Illustration sur la hausse du prix du gaz.
Illustration sur la hausse du prix du gaz. - F. DURAND / SIPA

M.B. avec Reuters

Les prix du gaz pourraient bien s’envoler dès le mois prochain. Le rapporteur public du Conseil d'Etat a préconisé mercredi l'annulation de l'arrêté du 29 septembre 2011 qui gelait les tarifs réglementés de vente de gaz naturel fourni à partir des réseaux publics de distribution de GDF Suez. Une préconisation qui ne préjuge pas de la décision finale du Conseil d'Etat, attendue pour la mi-juillet. Mais le juge des référés de la  juridiction administrative, alors saisi par les concurrents de GDF Suez, avait déjà suspendu fin novembre le gel des tarifs du gaz pour les particuliers décidé par le gouvernement alors qu’ils auraient dû augmenter d’environ 10%, selon la Commission de régulation de l'énergie (CRE).
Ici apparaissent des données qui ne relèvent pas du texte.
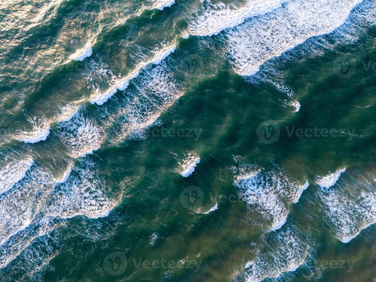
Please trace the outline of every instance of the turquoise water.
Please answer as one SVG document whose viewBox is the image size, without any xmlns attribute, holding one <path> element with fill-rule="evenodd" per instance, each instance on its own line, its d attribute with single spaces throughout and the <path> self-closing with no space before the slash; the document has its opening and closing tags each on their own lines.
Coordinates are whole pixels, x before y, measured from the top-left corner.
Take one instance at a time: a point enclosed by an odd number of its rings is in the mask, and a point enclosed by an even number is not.
<svg viewBox="0 0 376 282">
<path fill-rule="evenodd" d="M 374 1 L 0 4 L 0 277 L 372 281 Z"/>
</svg>

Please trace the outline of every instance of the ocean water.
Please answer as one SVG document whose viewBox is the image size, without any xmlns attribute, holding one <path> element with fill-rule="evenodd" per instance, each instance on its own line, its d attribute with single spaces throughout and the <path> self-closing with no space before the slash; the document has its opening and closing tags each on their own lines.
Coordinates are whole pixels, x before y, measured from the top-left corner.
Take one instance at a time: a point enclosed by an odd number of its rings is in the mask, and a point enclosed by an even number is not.
<svg viewBox="0 0 376 282">
<path fill-rule="evenodd" d="M 374 281 L 374 0 L 0 4 L 0 281 Z"/>
</svg>

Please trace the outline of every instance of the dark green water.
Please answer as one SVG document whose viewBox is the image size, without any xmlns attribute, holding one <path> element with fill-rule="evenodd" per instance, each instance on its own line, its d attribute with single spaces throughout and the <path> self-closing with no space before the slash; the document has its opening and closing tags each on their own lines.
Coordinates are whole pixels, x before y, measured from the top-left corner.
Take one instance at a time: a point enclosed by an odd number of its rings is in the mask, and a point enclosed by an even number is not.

Cette décision avait contraint l'exécutif à finalement annoncer une hausse généralisée de tarifs du gaz de 4,4% au 1er janvier, après un gel sur la période du 1er octobre au 31 décembre 2011.

Saisi à la fois par les concurrents de GDF Suez et par l'opérateur historique, dont l'Etat détient 36% du capital, le Conseil d'Etat va cette fois devoir se prononcer dans un contexte où, selon la formule tarifaire en vigueur, le nouveau gouvernement pourrait décider d'augmenter les tarifs entre 2 et 5% au 1er juillet. L'actuelle formule de calcul des tarifs du gaz permet une plus grande prise en compte des prix de marché que la précédente - et doit donc actuellement permettre de modérer les hausses, mais les coûts du gaz importé en France restent majoritairement indexés sur le pétrole. Selon les décisions prises par le gouvernement de Jean-Marc Ayraut et le conseil d’Etat, les consommateurs pourraient donc être confrontés à une flambée d’au moins 10% des prix du gaz en pleine période estivale.